Kraak noted that while Black coaches in South Africa are fully capable, the metaphorical goalposts keep shifting for them. He contended that as soon as one meets the needed qualifications, more certifications are then required.
“I think they see people of color as ‘they are gonna take away this rugby that belongs to us.'”
This is the lived experience of De Villiers, still the only non-white Springboks coach in their history
“I was judged by the color of my skin wherever I went,” De Villiers told The Daily Dot.
‘They want you to fail so much’
Being a rugby coach of color in South Africa means living with the invisible pressure of knowing that rugby is a “white people setting,” and that no matter what a Black person’s role is (be it player, coach, or administrator, that person must “behave well” on and off the field to continue meeting the expectations of whites.

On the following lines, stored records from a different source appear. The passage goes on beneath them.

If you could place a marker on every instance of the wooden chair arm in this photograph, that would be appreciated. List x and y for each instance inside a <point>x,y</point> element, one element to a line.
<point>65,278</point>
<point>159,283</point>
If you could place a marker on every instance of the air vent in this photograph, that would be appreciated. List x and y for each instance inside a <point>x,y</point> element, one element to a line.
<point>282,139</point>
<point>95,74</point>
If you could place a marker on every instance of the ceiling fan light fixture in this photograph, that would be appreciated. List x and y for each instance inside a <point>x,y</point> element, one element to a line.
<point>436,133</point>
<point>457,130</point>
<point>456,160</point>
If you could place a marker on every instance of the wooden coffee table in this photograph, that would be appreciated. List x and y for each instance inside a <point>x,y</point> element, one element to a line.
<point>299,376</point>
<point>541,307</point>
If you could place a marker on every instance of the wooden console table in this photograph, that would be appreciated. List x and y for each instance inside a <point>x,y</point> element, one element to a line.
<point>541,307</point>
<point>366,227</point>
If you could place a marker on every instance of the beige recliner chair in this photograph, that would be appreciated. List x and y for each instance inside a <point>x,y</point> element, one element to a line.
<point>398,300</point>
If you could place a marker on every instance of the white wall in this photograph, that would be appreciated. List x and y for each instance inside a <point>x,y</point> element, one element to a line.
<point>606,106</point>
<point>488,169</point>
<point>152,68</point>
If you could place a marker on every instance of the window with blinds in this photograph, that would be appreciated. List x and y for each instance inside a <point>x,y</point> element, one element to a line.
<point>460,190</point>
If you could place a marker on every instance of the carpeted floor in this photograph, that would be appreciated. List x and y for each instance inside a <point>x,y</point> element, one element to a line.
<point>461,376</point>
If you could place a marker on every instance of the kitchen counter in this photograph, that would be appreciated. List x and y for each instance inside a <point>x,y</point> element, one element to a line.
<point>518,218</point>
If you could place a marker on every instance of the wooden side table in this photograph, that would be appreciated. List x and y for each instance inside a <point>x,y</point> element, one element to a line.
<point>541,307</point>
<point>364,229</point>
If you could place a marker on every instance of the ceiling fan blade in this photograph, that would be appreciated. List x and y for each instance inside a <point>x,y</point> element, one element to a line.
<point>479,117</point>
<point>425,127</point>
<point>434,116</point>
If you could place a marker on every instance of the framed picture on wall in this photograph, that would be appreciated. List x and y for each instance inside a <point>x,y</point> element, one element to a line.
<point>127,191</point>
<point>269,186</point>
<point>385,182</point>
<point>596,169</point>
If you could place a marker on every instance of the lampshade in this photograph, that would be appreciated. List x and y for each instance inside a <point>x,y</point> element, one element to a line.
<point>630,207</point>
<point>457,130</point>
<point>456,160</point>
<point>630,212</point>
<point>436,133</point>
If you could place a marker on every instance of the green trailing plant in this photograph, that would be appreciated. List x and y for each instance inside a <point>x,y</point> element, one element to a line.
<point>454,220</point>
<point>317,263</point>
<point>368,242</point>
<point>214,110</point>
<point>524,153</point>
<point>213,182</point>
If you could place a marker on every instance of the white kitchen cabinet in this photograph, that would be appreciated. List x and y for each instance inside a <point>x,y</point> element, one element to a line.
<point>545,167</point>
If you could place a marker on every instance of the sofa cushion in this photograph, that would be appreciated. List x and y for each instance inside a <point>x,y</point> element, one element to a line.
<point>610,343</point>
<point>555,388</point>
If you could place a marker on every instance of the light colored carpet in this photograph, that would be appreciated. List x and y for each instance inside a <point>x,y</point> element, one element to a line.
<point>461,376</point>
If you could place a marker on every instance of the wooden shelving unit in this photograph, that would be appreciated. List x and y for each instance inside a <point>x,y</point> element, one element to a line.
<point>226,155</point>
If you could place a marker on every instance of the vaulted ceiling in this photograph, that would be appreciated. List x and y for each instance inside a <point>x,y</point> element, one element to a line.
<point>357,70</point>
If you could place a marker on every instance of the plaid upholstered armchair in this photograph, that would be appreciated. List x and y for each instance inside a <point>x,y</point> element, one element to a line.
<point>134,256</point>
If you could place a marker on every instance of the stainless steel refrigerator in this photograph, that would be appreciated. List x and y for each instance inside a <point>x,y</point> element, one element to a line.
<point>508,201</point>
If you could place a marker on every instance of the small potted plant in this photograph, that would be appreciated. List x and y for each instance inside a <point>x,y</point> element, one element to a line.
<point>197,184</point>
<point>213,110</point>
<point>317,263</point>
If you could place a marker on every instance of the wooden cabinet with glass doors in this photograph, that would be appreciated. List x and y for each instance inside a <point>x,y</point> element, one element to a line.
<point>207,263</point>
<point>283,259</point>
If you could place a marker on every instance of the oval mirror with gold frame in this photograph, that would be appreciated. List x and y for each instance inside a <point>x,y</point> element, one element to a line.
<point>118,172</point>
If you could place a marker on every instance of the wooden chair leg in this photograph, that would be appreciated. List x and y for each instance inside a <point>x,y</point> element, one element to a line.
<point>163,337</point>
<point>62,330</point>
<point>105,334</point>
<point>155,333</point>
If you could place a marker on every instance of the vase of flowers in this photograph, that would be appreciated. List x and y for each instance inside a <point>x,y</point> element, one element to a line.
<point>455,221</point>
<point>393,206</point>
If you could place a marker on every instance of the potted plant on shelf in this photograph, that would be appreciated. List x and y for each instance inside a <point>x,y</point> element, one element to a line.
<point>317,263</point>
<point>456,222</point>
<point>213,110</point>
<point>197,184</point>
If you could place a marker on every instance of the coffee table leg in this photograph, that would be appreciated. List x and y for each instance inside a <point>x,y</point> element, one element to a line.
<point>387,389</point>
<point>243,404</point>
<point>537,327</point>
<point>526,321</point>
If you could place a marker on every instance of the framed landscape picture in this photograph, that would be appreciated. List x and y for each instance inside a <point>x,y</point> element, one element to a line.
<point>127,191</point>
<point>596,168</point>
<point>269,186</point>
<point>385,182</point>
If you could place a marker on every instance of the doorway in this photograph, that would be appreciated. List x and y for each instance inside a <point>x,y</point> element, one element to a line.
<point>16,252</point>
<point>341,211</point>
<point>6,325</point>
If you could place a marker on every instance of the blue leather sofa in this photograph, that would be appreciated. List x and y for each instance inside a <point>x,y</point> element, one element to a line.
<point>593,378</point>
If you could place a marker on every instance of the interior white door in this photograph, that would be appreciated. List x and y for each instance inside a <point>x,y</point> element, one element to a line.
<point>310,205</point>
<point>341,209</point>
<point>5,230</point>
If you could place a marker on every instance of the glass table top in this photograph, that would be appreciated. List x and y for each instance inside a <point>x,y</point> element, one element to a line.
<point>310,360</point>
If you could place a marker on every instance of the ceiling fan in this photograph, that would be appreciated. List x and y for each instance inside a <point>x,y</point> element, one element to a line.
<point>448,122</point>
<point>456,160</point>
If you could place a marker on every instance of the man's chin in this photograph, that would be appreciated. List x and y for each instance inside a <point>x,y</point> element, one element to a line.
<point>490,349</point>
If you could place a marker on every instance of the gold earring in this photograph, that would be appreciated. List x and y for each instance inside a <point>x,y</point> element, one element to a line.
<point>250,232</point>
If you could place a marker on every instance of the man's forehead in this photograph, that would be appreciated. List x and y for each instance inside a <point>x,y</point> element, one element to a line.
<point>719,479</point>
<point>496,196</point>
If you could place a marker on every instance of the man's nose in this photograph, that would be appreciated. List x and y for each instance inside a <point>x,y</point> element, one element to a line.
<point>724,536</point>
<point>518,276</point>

De Villiers observed, “They want you to fail so much so they could comfortably point fingers at the incompetence of rugby professionals of color.”
While De Villiers oversaw the Springboks in 2008, he famously threatened “to give back the job to the Whites” over a bizarre blackmail video episode. According to a Reuters story at the time, local media reported allegations that De Villiers had been videotaped having sex with a woman in a car, but De Villiers characterized the surrounding blackmail rumors as part of a “racist plot” to oust him.
As for Jantjies, his story has taken another turn that’s engaged social media in much the same way as the arrest reports did several months prior.
In late October, Jantjies checked himself into a Cape Town drug rehabilitation center, continuing a tumultuous few months for the player. According to Jacaranda FM, the player had also been accused of having an affair with the team’s dietitian and had been removed from the team for a November tour.
Cape Talk noted that some fans did show support for Jantjies via social media since the news went public. But even still, the news of his rehab stint led to some more online back-and-forth embued with racial tensions. When one fan responded to the news by commenting, “I don’t want him representing my country ever again,” another responded, “Your country??” with a series of laughing emojis.